Necesitamos orar que el Espíritu Santo abra camino en nuestro corazón para derramarnos delante del Amado. Él está llamando a nuestra puerta para tener comunión con nosotros. Dios lo hizo todo para que disfrutemos de su gloria y nosotros permanecemos impávidos, habiendo perdido la vocación más grande que no es predicar, sino disfrutar este evangelio. Entonces el testimonio saldrá de nuestros labios con poder y convicción, respaldado por el Espíritu Santo.
Sufriendo por el evangelio
«Tú, pues, sufre penalidades como buen soldado de Jesucristo» (2 Tim. 2:3). Es la segunda exhortación a Timoteo. El hecho de hablar de sufrimiento puede ser chocante para nuestra conciencia, porque el gran paradigma de la sociedad actual es la búsqueda de la felicidad, la comodidad, el lujo, la satisfacción. ¿Cómo es posible que el evangelio nos invite a sufrir? Son palabras contrarias a la lógica humana.

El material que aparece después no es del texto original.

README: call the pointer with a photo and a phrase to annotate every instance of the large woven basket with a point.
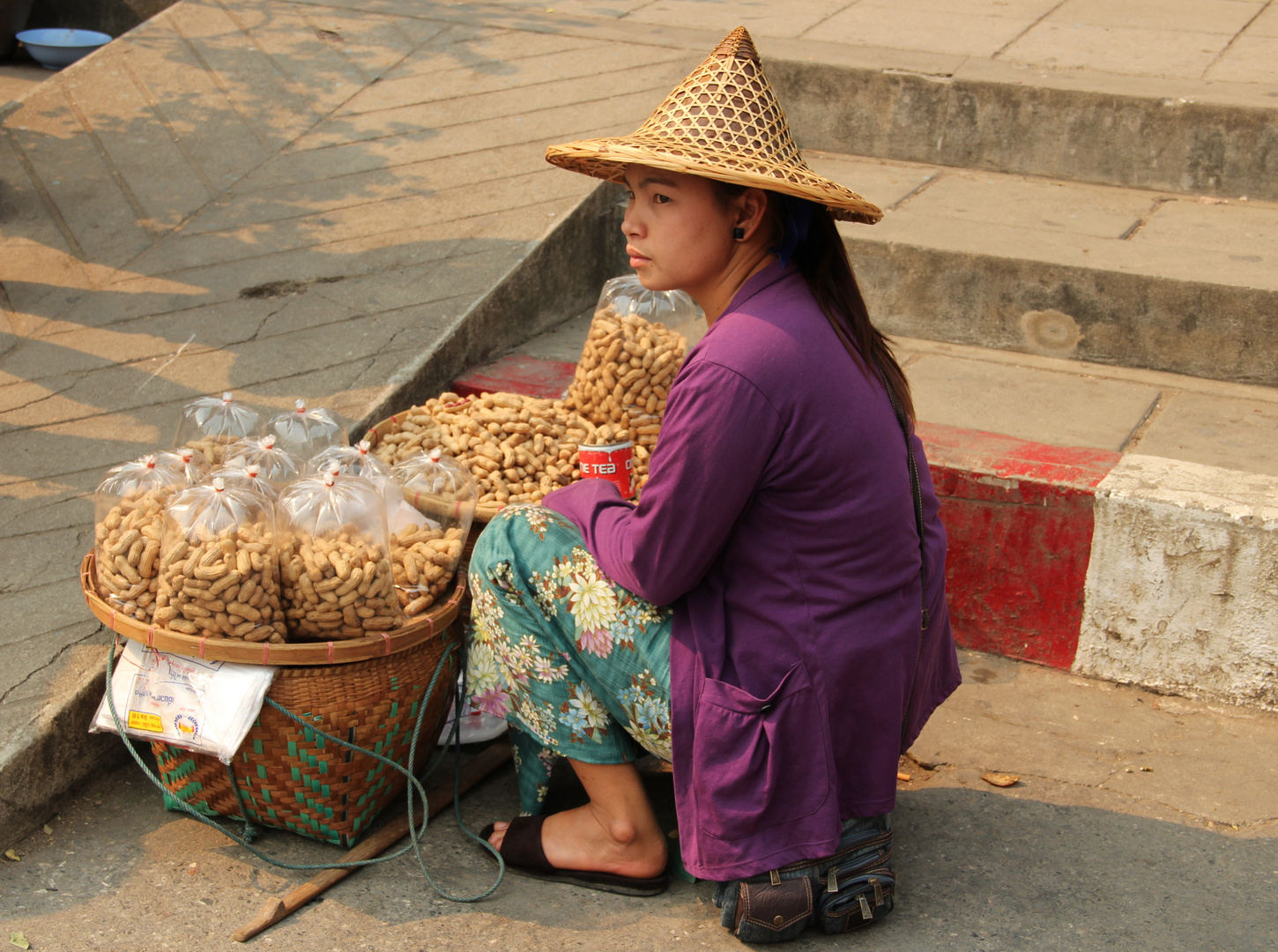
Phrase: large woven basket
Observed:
(287, 776)
(292, 778)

«Irá andando y llorando el que lleva la preciosa semilla; mas volverá a venir con regocijo, trayendo sus gavillas» (Sal. 126:6). Eso debe cumplirse en nuestra generación. Es un llamado a sufrir por el evangelio. Si somos sinceros y analizamos cuál es el objeto de nuestros sufrimientos, si permitimos que el Señor examine nuestro corazón, descubriremos que gran parte de ellos son por causa de nuestros pecados, por causa de nuestras malas decisiones o incluso de situaciones que ni siquiera deberían hacernos sufrir.

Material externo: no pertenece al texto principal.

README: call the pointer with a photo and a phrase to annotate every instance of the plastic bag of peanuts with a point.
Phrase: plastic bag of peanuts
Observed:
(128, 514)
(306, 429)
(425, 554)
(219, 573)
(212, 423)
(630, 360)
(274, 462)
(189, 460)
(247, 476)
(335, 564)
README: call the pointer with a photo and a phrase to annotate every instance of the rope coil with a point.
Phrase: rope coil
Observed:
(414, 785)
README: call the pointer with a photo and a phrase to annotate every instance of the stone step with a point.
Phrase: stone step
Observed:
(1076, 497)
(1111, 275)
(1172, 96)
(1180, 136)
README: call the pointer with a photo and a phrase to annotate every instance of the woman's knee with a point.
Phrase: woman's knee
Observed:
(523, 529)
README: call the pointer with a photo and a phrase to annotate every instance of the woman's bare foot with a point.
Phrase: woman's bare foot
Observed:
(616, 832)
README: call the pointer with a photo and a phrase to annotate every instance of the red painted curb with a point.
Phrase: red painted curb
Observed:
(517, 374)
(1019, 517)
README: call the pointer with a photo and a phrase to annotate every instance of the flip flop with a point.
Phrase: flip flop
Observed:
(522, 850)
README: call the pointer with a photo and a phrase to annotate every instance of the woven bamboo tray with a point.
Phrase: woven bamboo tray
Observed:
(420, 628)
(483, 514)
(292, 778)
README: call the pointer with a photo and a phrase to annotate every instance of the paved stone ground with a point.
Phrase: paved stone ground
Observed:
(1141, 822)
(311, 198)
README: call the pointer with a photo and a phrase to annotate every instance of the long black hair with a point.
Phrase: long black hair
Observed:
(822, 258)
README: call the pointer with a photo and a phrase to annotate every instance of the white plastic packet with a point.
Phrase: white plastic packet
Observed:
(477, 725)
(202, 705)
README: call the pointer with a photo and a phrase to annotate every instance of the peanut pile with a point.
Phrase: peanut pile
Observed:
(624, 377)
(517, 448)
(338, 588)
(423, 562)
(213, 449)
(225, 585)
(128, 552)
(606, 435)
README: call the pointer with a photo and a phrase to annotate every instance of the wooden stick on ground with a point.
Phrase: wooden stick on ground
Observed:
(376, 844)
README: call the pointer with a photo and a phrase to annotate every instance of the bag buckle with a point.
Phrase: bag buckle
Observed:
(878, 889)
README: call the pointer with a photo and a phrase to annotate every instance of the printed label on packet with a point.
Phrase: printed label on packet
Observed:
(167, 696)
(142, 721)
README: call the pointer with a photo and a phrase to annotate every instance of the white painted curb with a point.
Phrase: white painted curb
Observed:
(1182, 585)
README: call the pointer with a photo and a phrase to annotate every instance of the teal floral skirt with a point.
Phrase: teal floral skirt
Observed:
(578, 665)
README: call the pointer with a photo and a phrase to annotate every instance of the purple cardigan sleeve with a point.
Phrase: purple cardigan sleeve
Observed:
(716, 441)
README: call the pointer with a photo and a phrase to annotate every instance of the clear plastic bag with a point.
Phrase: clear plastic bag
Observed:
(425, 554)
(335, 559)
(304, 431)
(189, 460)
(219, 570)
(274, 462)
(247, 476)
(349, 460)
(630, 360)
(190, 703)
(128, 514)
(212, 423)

He aquí un motivo digno por el cual somos llamados a sufrir y del que conocemos poco. Es diferente a sufrir por causa de las circunstancias que Dios prepara para trabajar las marcas de la cruz en nosotros Puede envolver esas circunstancias, pero este dolor está relacionado con el sufrir cuando damos testimonio. En este sentido, podemos recordar muchas experiencias a lo largo de la historia de la iglesia.
Hubo una hermana del tercer siglo llamada Perpetua, perteneciente a una familia adinerada de Cartago, que siendo recién convertida fue condenada a prisión. Su padre no era cristiano, y movió sus influencias a fin de que ella pudiese retractarse de su fe y salir en libertad. Ella era madre de un bebé lactante, que quedaría huérfano. Su padre le dijo: «Renuncia por amor de tu hijo, y por misericordia a mí y mis canas». Ella respondió: «Yo no puedo negar aquello que soy».
El Señor tuvo tiernos cuidados con ella, pues cuando le quitaron su bebé, éste naturalmente dejó de mamar. El hijo volvió a los cuidados de la familia y la joven fue llevada para ser devorada por las fieras. Cantando himnos al Señor, su testimonio convirtió incluso al verdugo. Perpetua tuvo la convicción de que, aun en su muerte, ella participaría de lo que Cristo padeció.
En medio del avivamiento moravo, conocemos el relato de unos hermanos que, por ir a predicar el evangelio a una isla donde eran llevados los esclavos, deciden dejar a sus familias y venderse como esclavos para irse a aquel lugar y conquistar almas para Cristo. Ellos se hicieron esclavos tal como lo fue el Señor Jesús, siervo de todos nosotros, y se embarcaron en aquella travesía para nunca más volver, por causa del evangelio. Su pregón resuena en nuestros corazones hasta el día de hoy: «El Cordero que fue inmolado es digno de recibir la recompensa de su sacrificio».
¿Tiempo para nosotros?
Estas historias traspasan el corazón, porque hoy no sabemos lo que es sufrir por causa del evangelio. El profeta Hageo hablando al pueblo aletargado en la obra de edificación, dice: «¿Es para vosotros tiempo, para vosotros, de habitar en vuestras casas artesonadas, y esta casa está desierta?» (Hag. 1:4). Aquella generación llevaba dieciséis años detenida en la obra de restauración de la casa de Dios, y el profeta les dice: «¿Ustedes juzgan que es tiempo para edificar sus propias casas?».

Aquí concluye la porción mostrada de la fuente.